Selambatnya pada Rabu (2/6), tokoh oposisi Israel, Yair Lapid, harus mengumumkan koalisi mayoritas, sesuai mandat yang diberikan Presiden Reuven Rivlin sejak lima Mei silam. Jika gagal, PM Benjamin Netanyahu akan kembali berpeluang membentuk pemerintahan sesuai tradisi politik di Knesset.
Harapan bagi Netanyahu menyusut sejak bekas sekutu politiknya, Naftali Bennett, menyatakan dukungan terhadap koalisi Yair Lapid, Minggu (30/5). Bennett adalah bekas komandan pasukan khusus, Sayeret Matkal, yang dituduh bertanggung jawab atas pembantaian warga sipil Qana dalam perang di Lebanon.
Usai lama mengabdi di pemerintahan Netanyahu, Bennett akhirnya membelot dan membentuk Partai Yamina. Dalam pemilu Maret silam, Yamina mendapat 6,2% suara, adapun Partai Likud mendapat 24,19%, sementara Yesh Atid pimpinan Yair Lapid mendapat 14% suara. Posisi itu menempatkan Bennett sebagai juru penentu dalam proses pembentukan koalisi.

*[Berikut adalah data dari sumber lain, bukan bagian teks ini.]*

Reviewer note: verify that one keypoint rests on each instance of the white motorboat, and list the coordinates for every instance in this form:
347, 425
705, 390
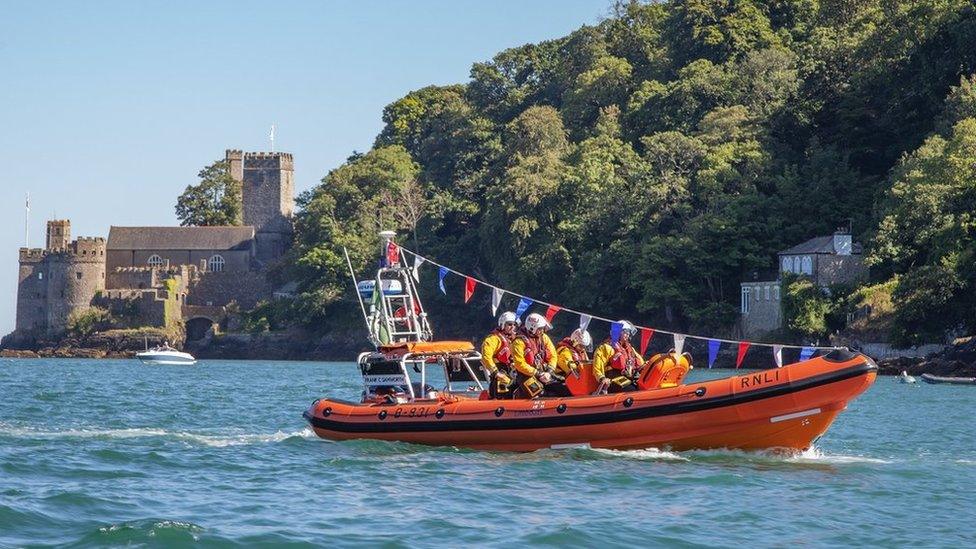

Menurut laporan media-media lokal, Bennett dan Lapid sepakat menggilir jabatan perdana menteri dalam "Kabinet Perubahan" selama masing-masing dua tahun. Bennett akan didahulukan, sementara Lapid menyusul memerintah Israel pada tahun ketiga.
Koalisi anti-Netanyahu yang sedang digodok di Yerusalem dikhawatirkan rapuh, karena menggabungkan hampir semua spektrum politik, yakni partai kiri, tengah dan kanan jauh. Sudah begitu, koalisi Lapid juga dibangun di atas dukungan partai Arab, Ra'am, yang menolak program politik pro-pemukim Yahudi milik Bennett.
Koalisi lintas ideologi melawan Netanyahu
Menurut laporan Times of Israel, Partai Ra'am akan mendukung pemerintahan Bennett dan Lapid secara aktif di parlemen, dan tidak menjadi bagian dari kabinet pemerintah. Sebagai gantinya kedua pemimpin setuju menghormati tuntutan Ra'am terkait nasib warga Arab.